Scarlet recreated the iconic flowing silver lamé outfit from the bus scene in Priscilla, Queen Of The Desert. The judges loved it. Then Ru dealt with the Werk Room exposé and gave Scarlet the opportunity to address the matter. After her mea culpa, Ru said, “There are people that would want me to cancel you right here, right now, but I’d rather this be a lesson in humility and accountability and I pray that all of us can learn and grow from our mistakes.”

In the end it was her outfit that saved her from the bottom.

Elektra’s beautiful silhouette was a tribute to the land she comes from. A New Zealand princess with a Huia bird (now extinct) on her hand and a fully realised infomercial had her this week’s winner.

Maxi and Etcetera were left to lip-sync for their lives to Vanessa Amorosi’s Absolutely Everybody.
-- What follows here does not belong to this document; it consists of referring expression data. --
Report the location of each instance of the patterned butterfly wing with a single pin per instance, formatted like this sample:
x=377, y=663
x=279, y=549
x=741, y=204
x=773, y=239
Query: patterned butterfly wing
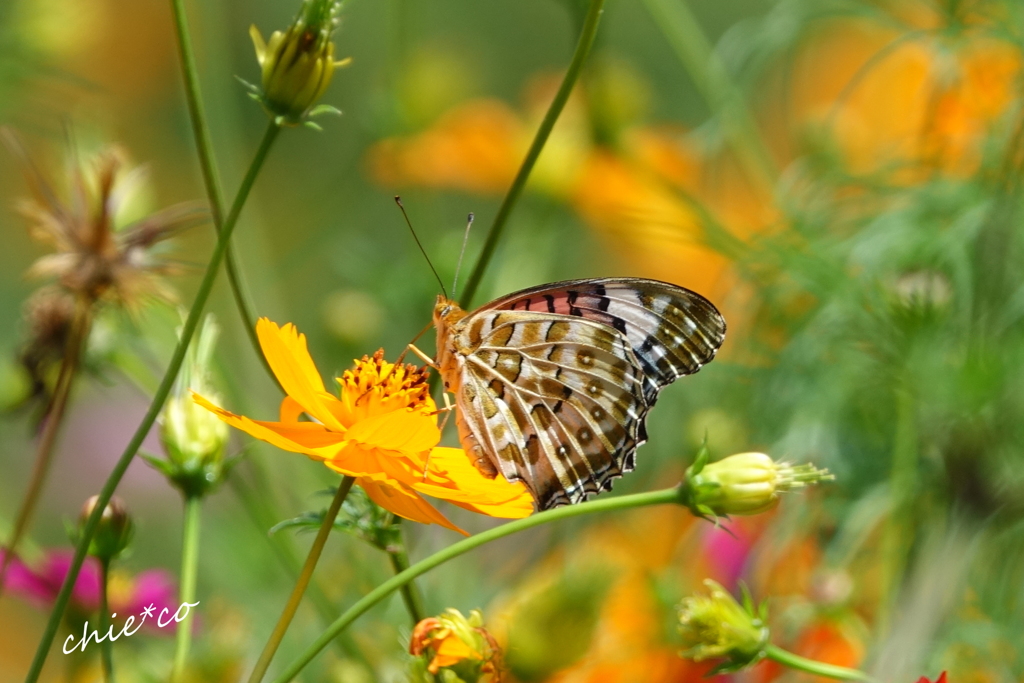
x=673, y=331
x=553, y=383
x=550, y=400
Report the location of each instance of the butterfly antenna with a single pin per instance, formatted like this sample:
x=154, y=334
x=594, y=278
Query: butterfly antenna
x=397, y=200
x=462, y=252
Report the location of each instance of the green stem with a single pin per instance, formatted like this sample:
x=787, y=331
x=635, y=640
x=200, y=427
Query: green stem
x=211, y=177
x=410, y=592
x=51, y=426
x=586, y=41
x=901, y=491
x=300, y=586
x=387, y=588
x=158, y=403
x=724, y=98
x=105, y=647
x=811, y=667
x=189, y=565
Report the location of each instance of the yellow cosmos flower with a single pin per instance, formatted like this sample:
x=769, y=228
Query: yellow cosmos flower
x=381, y=429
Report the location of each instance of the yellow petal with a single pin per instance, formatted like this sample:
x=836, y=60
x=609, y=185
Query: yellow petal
x=401, y=430
x=290, y=410
x=406, y=503
x=305, y=437
x=258, y=43
x=451, y=476
x=288, y=356
x=359, y=461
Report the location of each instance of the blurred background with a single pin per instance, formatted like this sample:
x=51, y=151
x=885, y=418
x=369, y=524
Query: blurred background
x=840, y=177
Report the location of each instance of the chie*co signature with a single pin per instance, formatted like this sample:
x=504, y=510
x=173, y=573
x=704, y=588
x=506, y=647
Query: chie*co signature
x=179, y=615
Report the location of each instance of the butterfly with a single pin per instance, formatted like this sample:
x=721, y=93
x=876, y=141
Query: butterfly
x=552, y=384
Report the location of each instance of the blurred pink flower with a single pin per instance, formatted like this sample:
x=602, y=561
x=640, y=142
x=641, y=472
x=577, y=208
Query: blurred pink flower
x=127, y=594
x=726, y=547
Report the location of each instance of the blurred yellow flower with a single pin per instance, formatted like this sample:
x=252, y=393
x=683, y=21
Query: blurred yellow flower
x=381, y=429
x=457, y=643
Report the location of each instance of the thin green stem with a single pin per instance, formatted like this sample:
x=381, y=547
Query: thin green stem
x=902, y=481
x=211, y=177
x=107, y=646
x=259, y=505
x=586, y=41
x=192, y=323
x=51, y=427
x=811, y=667
x=410, y=592
x=724, y=98
x=455, y=550
x=189, y=566
x=300, y=586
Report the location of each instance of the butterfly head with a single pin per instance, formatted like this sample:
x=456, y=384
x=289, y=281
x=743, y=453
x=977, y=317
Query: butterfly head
x=446, y=311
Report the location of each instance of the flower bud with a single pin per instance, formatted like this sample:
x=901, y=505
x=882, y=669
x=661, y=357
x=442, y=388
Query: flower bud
x=194, y=438
x=743, y=484
x=716, y=626
x=115, y=529
x=454, y=648
x=297, y=63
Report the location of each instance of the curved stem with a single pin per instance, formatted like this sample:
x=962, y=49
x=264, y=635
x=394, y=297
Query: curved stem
x=300, y=586
x=387, y=588
x=410, y=593
x=211, y=177
x=586, y=41
x=47, y=439
x=107, y=646
x=189, y=565
x=811, y=667
x=158, y=403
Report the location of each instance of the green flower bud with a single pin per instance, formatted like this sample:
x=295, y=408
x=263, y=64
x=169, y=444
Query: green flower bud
x=453, y=648
x=194, y=438
x=297, y=63
x=716, y=626
x=115, y=530
x=743, y=484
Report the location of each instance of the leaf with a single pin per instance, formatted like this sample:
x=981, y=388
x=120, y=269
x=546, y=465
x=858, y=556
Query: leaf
x=321, y=110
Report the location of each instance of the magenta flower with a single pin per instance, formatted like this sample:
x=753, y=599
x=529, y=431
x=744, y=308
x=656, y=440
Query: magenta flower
x=128, y=595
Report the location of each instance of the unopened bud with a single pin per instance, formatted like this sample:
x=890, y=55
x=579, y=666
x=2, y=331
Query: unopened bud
x=193, y=437
x=297, y=63
x=743, y=484
x=115, y=529
x=455, y=644
x=716, y=626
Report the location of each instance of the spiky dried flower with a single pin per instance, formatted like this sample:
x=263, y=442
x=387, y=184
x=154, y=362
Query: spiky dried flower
x=93, y=257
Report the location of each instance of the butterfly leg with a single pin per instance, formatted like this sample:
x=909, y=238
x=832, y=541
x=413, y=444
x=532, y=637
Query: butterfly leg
x=448, y=413
x=423, y=356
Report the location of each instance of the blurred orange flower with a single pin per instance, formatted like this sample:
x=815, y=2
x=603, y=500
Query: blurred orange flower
x=381, y=429
x=913, y=99
x=640, y=190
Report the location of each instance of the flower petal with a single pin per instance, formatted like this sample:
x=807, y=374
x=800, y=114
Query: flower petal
x=406, y=503
x=402, y=431
x=306, y=437
x=451, y=476
x=382, y=466
x=288, y=355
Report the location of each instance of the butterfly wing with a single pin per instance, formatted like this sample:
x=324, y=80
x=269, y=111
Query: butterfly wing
x=672, y=331
x=552, y=400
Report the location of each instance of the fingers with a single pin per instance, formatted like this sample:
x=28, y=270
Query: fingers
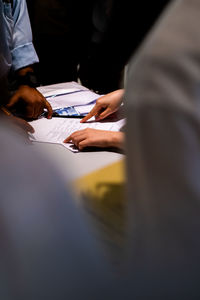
x=91, y=114
x=104, y=114
x=76, y=137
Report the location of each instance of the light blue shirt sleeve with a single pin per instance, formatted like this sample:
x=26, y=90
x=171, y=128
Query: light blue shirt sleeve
x=23, y=51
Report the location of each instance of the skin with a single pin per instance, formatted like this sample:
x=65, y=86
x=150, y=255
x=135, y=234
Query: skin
x=96, y=138
x=105, y=106
x=33, y=101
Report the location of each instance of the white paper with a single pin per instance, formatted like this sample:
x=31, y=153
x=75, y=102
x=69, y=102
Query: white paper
x=77, y=98
x=50, y=90
x=56, y=130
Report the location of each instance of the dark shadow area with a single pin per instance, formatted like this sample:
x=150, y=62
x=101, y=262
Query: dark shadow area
x=107, y=213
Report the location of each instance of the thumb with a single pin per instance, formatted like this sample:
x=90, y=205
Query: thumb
x=104, y=114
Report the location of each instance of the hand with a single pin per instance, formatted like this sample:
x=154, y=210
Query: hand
x=33, y=100
x=105, y=106
x=94, y=137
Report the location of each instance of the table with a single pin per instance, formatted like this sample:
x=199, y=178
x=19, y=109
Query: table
x=97, y=178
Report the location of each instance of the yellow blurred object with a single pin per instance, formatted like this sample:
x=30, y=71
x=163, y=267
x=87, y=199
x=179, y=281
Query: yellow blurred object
x=103, y=198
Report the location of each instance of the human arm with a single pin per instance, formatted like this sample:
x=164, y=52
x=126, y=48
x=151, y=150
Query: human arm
x=23, y=57
x=33, y=102
x=163, y=156
x=90, y=137
x=105, y=106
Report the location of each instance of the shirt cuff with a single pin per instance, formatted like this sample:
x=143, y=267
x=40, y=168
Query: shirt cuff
x=23, y=56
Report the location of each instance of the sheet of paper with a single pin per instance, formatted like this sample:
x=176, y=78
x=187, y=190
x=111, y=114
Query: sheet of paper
x=60, y=88
x=76, y=98
x=56, y=130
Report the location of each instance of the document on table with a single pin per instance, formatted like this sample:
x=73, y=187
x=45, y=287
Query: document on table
x=56, y=130
x=61, y=88
x=73, y=99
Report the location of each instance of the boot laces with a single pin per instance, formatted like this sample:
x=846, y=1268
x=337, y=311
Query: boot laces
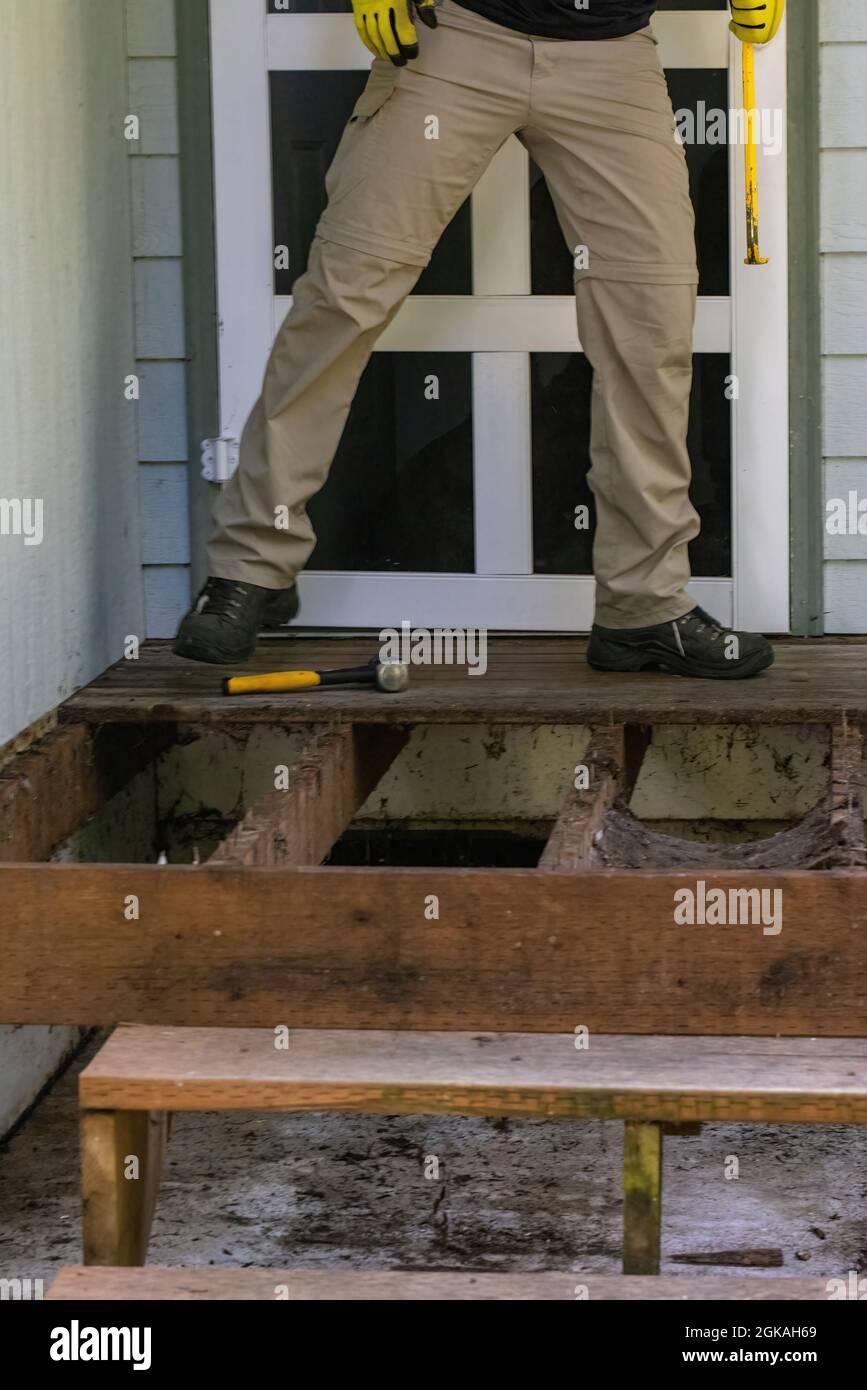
x=705, y=622
x=221, y=598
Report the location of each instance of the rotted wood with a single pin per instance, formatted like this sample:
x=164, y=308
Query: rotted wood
x=612, y=762
x=53, y=788
x=122, y=1155
x=327, y=786
x=846, y=797
x=509, y=950
x=642, y=1198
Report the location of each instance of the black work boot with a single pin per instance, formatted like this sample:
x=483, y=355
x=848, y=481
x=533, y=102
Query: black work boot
x=225, y=620
x=689, y=645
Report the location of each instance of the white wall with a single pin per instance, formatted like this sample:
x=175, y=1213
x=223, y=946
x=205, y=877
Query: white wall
x=67, y=432
x=844, y=245
x=159, y=289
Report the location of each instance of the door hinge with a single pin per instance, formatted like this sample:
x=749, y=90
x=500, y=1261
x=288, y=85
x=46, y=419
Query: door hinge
x=218, y=459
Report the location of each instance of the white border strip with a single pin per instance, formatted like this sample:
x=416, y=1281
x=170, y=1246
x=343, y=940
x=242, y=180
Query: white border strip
x=502, y=439
x=242, y=205
x=502, y=225
x=760, y=363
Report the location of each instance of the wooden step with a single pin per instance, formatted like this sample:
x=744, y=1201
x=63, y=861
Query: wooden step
x=674, y=1079
x=313, y=1285
x=650, y=1083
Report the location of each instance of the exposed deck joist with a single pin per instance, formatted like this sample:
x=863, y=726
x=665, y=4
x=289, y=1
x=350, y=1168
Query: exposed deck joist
x=510, y=950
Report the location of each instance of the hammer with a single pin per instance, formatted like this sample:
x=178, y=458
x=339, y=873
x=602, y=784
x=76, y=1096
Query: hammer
x=386, y=676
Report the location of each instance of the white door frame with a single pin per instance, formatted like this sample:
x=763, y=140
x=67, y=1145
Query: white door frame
x=500, y=325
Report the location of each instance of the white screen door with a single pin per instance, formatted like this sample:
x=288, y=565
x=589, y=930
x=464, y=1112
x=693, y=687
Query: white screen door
x=467, y=512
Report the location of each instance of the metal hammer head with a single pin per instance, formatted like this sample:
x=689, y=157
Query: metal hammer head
x=392, y=677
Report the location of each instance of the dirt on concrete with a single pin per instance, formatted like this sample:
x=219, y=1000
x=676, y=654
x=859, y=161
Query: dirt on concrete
x=436, y=1193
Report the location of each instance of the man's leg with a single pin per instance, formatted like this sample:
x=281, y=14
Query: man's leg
x=603, y=132
x=417, y=143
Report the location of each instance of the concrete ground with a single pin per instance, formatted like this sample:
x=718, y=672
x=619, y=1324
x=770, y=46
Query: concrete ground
x=353, y=1191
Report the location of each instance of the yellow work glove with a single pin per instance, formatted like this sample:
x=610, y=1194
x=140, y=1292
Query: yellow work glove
x=756, y=21
x=385, y=27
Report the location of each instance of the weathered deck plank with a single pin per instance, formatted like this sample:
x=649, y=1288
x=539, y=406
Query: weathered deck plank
x=530, y=680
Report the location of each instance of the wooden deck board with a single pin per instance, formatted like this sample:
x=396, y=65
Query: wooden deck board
x=392, y=1286
x=821, y=1080
x=528, y=680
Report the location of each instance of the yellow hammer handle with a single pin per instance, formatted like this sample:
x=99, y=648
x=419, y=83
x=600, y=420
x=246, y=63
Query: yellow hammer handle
x=273, y=681
x=753, y=255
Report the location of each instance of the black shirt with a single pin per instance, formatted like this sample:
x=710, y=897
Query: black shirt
x=560, y=18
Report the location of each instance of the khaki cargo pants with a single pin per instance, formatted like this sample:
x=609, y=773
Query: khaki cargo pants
x=598, y=120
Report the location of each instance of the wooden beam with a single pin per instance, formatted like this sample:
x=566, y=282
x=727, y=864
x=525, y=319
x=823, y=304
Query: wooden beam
x=430, y=948
x=53, y=788
x=642, y=1198
x=122, y=1154
x=846, y=795
x=327, y=787
x=612, y=765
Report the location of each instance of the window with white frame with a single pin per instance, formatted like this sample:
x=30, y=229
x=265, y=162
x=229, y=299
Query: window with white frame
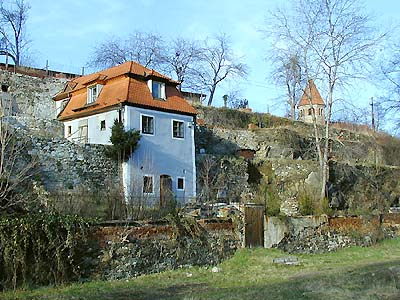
x=103, y=125
x=158, y=89
x=93, y=92
x=147, y=124
x=180, y=183
x=148, y=184
x=178, y=129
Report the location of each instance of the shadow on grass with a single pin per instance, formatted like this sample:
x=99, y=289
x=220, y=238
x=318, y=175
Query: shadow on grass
x=371, y=281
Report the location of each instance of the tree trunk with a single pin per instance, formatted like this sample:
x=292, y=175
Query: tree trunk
x=211, y=96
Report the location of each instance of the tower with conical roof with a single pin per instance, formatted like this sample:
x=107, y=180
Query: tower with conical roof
x=309, y=102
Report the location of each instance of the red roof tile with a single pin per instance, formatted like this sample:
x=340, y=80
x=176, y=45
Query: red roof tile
x=312, y=94
x=126, y=83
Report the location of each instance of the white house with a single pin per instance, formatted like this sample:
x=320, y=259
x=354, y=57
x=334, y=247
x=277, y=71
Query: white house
x=145, y=100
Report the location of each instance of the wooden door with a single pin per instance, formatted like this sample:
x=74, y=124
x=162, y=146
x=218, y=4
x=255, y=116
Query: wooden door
x=254, y=225
x=165, y=190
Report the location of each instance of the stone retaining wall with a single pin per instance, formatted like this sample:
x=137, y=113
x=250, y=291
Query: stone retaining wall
x=31, y=96
x=132, y=250
x=316, y=234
Maxi said she had a few old-school drag tricks up her sleeve and she literally did – a hilarious silver microphone prop which she used like the old pro she is! In the end, Maxi prevailed, proving that a good lip sync can still trump tricks like cartwheels and splits. 

At the end of the episode, there were still unanswered questions. Firstly, has anyone yet properly explained why Art Simone was brought back? And, secondly, when did jokes that are “too crude” suddenly matter on Drag Race, a show that has peddled in very cheap double entendre since its inception?